Il Parlamento e la legge sui criteri dell’azione penale – I ministri del M5s, dunque, hanno votato una riforma che, oltre alla nuova prescrizione ammazza processi di Cartabia, concede alla politica di indicare la strada da seguire nelle indagini alle procure. La norma, tanto per cambiare, è scritta con una sintassi che lascia a desiderare. Prevede “che gli uffici del pubblico ministero, per garantire l’efficace e uniforme esercizio dell’azione penale, nell’ambito dei criteri generali indicati con legge del Parlamento, individuino criteri di priorità trasparenti e predeterminati, da indicare nei progetti organizzativi delle procure della Repubblica, al fine di selezionare le notizie di reato da trattare con precedenza rispetto alle altre, tenendo conto anche del numero degli affari da trattare e dell’utilizzo efficiente delle risorse disponibili”. Un periodo molto lungo che contiene diverse novità. Intanto si scopre che il Parlamento, e quindi la politica, sarà chiamato a fare una nuova legge ogni anno – l’ennesima in un Paese già popolatissimo da centinaia di migliaia di norme – che servirà, appunto, per indicare i criteri generali da seguire per l’applicazione dell’azione penale. Cosa vuol dire indicare i criteri generali? Senatori e deputati indicheranno per caso i reati da perseguire con maggiore priorità? Al momento non è dato sapere.

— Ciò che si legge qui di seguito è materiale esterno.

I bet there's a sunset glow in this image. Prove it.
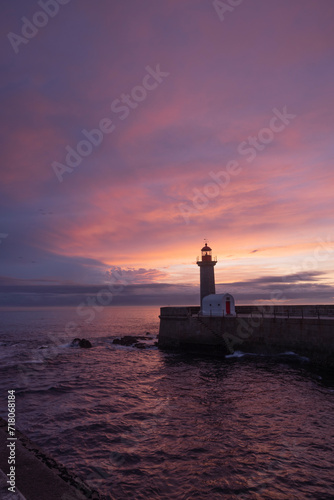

I dubbi di costituzionalità – Di sicuro sarà sulla base di questa legge che poi il pm dovrà individure la priorità con cui saranno selezionate le notizie di reato. Domanda: ma l’azione penale non è obbligatoria come prevede l’articolo 112 della Costituzione? Ecco perché, secondo alcuni addetti ai lavori, questa rischia di essere una norma ad alto tasso d’incostituzionalità. Eppure i 5 stelle, in queste ore dilianiati dalla scelta di votare a favore della riforma, hanno diffuso una nota per sostenire, tra le altre cose, che “il Parlamento non deciderà dei criteri di priorità di indagine: abbiamo evitato che la politica decida chi e quando indagare”. Una rivendicazione vera solo a metà. L’origine di questa legge, infatti, è contenuta nella relazione della commissione creata su input della guardasigilli proprio per avanzare proposte sulla riforma del processo penale. A presiederla era un altro presidente emerito della corte Costituzionale, Giorgio Lattanzi. L’idea della commissione era ancora più estrema: per i giuristi guidati da Lattanzi bisognava “prevedere che il Parlamento determini periodicamente i criteri generali necessari a garantire efficacia e uniformità nell’esercizio dell’azione penale e nella trattazione dei processi“.

Cosa c’entra la velocità dei processi? Un passaggio che – vista la contrarietà dei 5 stelle- Cartabia ha deciso di edulcorare fino alla versione poi inserita nell’ultima bozza della delega. Anche la versione light, però, non scioglie il dubbio originario: cosa c’entra tutto questo con la velocizzazione dei processi? Perché una norma del genere dovrebbe portare la durata dei procedimenti italiani sugli standard europei, in modo da garantire a Roma i fondi del Recovery? Anche scegliendo i reati da perseguire con più priorità, non si potranno mai abbandonar gli altri vista l’esistenza dell’obbligatorietà dell’azione penale. E dire che la questione dell’indipendenza della magistratura dalla politica è importante anche per l’Unione europea. “L’obiettivo per noi è garantire l’indipendenza, questione fondamentale. E prevedere una stretta separazione tra il ruolo dei magistrati e le funzioni politiche. L’assenza o la percezione d’assenza di indipendenza incide anche sull’economia”, ha dichiarato oggi il commissario europeo alla Giustizia, Didier Reynders, in un’intervista a Repubblica. Evidentemente non conosce il testo della riforma Cartabia.